Art project’s 3D masks deconstruct Facebook’s facial recognition technology.


Taylor Hatmaker


What do computers see when they stare at us? In a project called Data-Masks, artist Sterling Crispin hopes to shift the perspective on being watched, placing the subject in the perspective of the machines that parse human bodies through 3D facial recognition technology. The result is a set of masks that scramble the identity of the human face into a blank, lumpy mass.

The 3D-printed masks are as much protest as they are art. 

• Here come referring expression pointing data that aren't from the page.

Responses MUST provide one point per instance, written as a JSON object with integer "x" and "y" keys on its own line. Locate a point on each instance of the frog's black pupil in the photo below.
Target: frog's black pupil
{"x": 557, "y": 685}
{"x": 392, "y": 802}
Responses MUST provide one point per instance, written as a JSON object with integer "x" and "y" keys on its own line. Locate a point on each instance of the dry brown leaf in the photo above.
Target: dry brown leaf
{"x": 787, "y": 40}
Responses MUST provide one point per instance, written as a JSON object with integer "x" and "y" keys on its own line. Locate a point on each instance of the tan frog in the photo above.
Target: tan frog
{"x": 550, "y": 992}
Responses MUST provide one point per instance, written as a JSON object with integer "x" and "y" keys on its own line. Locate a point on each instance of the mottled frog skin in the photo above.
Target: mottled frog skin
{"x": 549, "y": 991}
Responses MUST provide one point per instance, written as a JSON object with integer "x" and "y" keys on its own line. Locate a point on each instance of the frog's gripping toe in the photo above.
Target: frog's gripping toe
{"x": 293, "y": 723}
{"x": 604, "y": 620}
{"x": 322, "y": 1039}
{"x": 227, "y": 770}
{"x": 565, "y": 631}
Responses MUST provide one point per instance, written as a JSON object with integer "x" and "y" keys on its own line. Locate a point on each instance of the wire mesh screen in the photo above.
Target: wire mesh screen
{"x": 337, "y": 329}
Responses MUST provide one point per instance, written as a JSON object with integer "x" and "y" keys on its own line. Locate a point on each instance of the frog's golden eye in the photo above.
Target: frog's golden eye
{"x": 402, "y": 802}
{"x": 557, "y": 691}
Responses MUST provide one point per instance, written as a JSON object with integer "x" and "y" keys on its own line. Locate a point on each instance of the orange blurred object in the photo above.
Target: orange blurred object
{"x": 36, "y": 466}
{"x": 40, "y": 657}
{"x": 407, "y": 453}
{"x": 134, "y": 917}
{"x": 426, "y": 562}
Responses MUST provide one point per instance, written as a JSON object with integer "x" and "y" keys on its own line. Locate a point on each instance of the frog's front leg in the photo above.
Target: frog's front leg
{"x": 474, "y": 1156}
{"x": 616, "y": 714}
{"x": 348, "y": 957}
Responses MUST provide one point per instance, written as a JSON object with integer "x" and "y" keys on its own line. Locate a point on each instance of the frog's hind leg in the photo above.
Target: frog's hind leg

“These DATA-MASKS give form to an otherwise invisible network of control and identification systems and make their effect on our identities tangible and visible,” Crispin writes. The result is a fascinating physical representation of the sophisticated, mostly opaque processes that computers spin through in facial recognition software, like the Facebook tool that suggests who to tag in a photo.

As Crispin describes:

I’m using state of the art face recognition and face detection algorithms to guide an evolving system toward the production of human-like faces. This exposes the way the machine and the surveillance state view human identity and makes aspects of these invisible power structures visible. 

The end result of an algorithm detecting patterns and identifying subtle facial differences is a user-facing tool that’s useful enough to not call into question. Post a photo and instead of typing out the name of its subject, the computer does that for you. But what’s going on under the hood has many implications, and Crispin’s project deconstructs and reconstructs the process—resulting in physical representations of what happens when computers reverse engineer identity. 

It’s heady stuff, but more relevant than ever. As we watch computers watch us watch them, software pumps the 1s and 0s of human identity out to servers around the world—and that’s something we should remain acutely aware of, if you ask Crispin: “…My goal is to show the machine what it’s looking for, to hold a mirror up to the all-seeing eye of the digital-panopticon we live in and let it stare back into its own mind.”